LSTM Revolutionizes Speech and Language Processing
Sprache des Vortragstitels:
Englisch
Original Kurzfassung:
Recently, Long Short-Term Memory (LSTM) recurrent neural networks have emerged as the best-performing techniques in speech and language processing. LSTM has facilitated recent benchmark records in language identification (Google), speech recognition (Baidu), text-to-speech synthesis (Microsoft), translation (Google), sentence summarization (facebook), image caption generation (Google), and video-to-text description. Since 2012 LSTM is used in Google?s Android speech recognizer, since 2015 in Google Voice transcription, and since 2016 in Google?s Allo. At 13.06.2016 Apple announced that LSTM is used to improve iOS 10 QuickType function.

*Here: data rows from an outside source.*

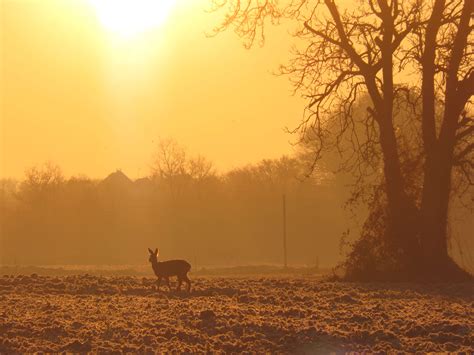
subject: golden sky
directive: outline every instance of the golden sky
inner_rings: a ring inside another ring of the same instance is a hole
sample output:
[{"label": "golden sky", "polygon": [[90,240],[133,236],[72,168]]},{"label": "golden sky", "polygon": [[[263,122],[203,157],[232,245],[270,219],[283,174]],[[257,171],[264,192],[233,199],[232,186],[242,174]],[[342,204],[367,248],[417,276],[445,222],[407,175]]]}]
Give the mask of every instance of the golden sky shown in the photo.
[{"label": "golden sky", "polygon": [[290,58],[286,28],[248,51],[230,31],[205,36],[223,15],[210,0],[166,0],[144,32],[106,26],[94,1],[0,0],[0,177],[45,161],[144,176],[160,137],[220,170],[292,151],[303,101],[271,74]]}]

LSTM, by its constant error flow, avoids vanishing gradients and, hence, facilitates uniform credit assignment, i.e. all input signals obtain a similar error signal. Uniform credit assignment enabled LSTM networks to excel in speech and language tasks: if a sentence is analyzed, then the first word can be as important as the last word. I will describe successful deep network architectures that also allow uniform credit assignment like ResNets and Highway Networks and their essential properties. Finally, I will describe projects where we use LSTM to analyze patents, fashion blogs, and to allow attention for self-driving cars.